Now, family, friends and other rescuers are once again fundraising to help save his life.
“It’s hard because, being a rescuer, you want to help people and it’s really hard to come out and ask again,” Piggot said.
His colleagues, however, never hesitated.
On Thursday, fellow rescuer John Blown launched a FundRazr campaign on Piggot’s behalf.
“Jay Piggot needs our help again,” Blown wrote. “Shockingly, Jay's cancer has come back and we are trying to raise funds for a treatment that he is eligible for in the U.S.”
In addition to chemotherapy, the funds will help pay for a specialized treatment called transarterial chemoembolization, a process that involves slowing down the blood supply to a liver tumour so the cancer cells die out.
“This particular treatment can do more for me than a lot of other treatments,” Piggot said, adding that, this time, surgery is “out of the question.”
The treatment is offered at the University of Washington in Seattle.
The procedure is also performed in Canada, but the criteria for who is eligible to receive it are much stricter than in the U.S., Piggot’s partner, Denise Findlay, explained.

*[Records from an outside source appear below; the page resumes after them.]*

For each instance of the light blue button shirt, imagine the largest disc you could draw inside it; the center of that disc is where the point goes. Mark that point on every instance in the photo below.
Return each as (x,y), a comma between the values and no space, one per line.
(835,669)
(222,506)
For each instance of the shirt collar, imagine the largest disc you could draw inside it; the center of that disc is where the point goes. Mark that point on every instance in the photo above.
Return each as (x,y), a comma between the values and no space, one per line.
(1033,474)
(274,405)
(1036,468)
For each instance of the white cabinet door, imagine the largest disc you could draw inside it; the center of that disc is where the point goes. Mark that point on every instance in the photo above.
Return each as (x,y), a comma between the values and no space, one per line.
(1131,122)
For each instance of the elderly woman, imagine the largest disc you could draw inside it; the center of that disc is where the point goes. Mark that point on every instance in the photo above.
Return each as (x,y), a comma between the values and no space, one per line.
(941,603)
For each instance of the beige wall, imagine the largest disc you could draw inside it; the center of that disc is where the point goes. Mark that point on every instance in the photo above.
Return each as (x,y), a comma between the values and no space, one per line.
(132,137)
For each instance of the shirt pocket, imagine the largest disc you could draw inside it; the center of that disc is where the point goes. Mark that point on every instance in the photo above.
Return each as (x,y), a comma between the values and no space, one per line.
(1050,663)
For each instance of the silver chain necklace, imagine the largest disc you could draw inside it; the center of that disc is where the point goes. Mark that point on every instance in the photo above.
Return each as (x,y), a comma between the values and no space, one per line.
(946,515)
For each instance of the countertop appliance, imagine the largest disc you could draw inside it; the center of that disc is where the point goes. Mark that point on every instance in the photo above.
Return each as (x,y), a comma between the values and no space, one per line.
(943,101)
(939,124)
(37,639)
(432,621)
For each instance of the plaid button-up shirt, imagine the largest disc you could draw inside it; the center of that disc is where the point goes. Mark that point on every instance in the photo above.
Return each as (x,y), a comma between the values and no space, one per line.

“We’ve been forced to seek potential treatments outside of Canada, so that this can be made available to Jay,” she said. “That option was not made available to us here.”
So far, the campaign has raised more than $30,000 of its $70,000-goal.
Part of that money will also help Findlay the couple’s two young sons, but the outpouring of support is doing much more for than paying the bills.
“I think beyond the financial support, it’s the emotional support that has bolstered us again because this treatment has been really hard on Jay,” she said. “It felt very, very hopeless, but with the support of the people around us I seem to have rallied my strength… I look at Jay and I think I have to stay strong for him. He can’t see a shred of doubt in my eyes as he fights this battle for our family.”
As a full-time paramedic with the BC Ambulance Service and a volunteer rescuer, Piggot “is a man who puts others first, and has saved many lives,” Blown wrote on the fundraiser’s page.
“This time the odds are really against Jay, but the odds have never stopped him from going out on a mission to try and save someone else's life.”